There are other reasons you should be very scared of what Romney might do when it comes to drug policy. Romney has addressed drug policy in the same way he addresses almost every other vital question facing our country—as vaguely as possible. On the record, he has committed to expanding the U.S.'s attempts to stem the tide of illegal drugs across the Mexican border (a stalemate that has cost approximately 65,000 lives thus far) and he opposes any decriminalization of marijuana—otherwise, he has not said much. As with other policy issues, we must look to those close to him for hints at what might be in store. He keeps pretty gruesome company. One of his top fundraisers, Mel Sembler, is the former owner of a chain of "tough love" rehabs now defunct due to allegations of torture, sexual assault, and mental abuse. The chain's organizational structure morphed into the Drug Free America Foundation, now chaired by Sembler's wife, Betty. DFAF campaigns against the decriminalization of any drug use and against harm reduction policies (needle exchange programs and the like). Romney himself is linked, through Bain Capital, to the Aspen Education Group, another "tough love" rehab conglomerate with a history of abuse and fraud.

Look, anyone who's really passionate about undoing the damage caused by the drug war has every reason to be disappointed in Obama. He's our first president who's an admitted drug scofflaw and the first to admit that the drug war is an "utter failure," and he has yet to tackle any of the many decriminalization efforts that states have begun to experiment with. His drug czar—whose obscurity (his name is Gil Kerlikowske) is probably a sign of the administration's current "first, do no harm" attitude—has been less-than-awesome on leading a change in attitudes.

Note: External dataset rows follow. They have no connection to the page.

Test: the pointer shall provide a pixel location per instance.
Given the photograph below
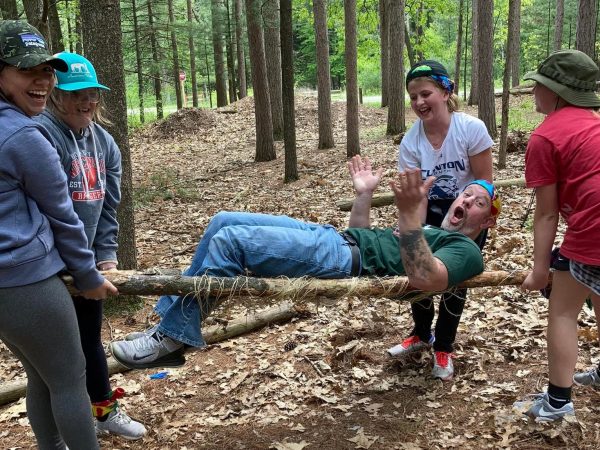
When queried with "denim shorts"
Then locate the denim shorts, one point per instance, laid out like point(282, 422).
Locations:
point(586, 275)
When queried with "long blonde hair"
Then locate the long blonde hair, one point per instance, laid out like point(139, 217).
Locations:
point(55, 105)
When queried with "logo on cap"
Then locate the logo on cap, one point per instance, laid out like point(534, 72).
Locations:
point(32, 40)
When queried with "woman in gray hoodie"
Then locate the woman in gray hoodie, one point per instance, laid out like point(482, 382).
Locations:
point(92, 163)
point(40, 235)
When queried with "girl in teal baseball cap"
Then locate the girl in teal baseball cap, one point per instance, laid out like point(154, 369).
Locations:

But, as they say in the treatment center programs, "Progress, not perfection," and I will vote for Obama secure in the knowledge that under a second Obama term, life for those suffering because of the drug war will get better. Should Romney get elected, those lives will get worse, if only because Romney has put himself in the company of people whose attitudes, if translated into policy, would drag our country even deeper into the racially polarizing, insanely expensive, and futile errand that properly wouldn't be a more substantial "war" but a slow and steady slaughter of people and dreams.

So, time to make your own "just say yes" joke and head to the polls. Let's do this thing.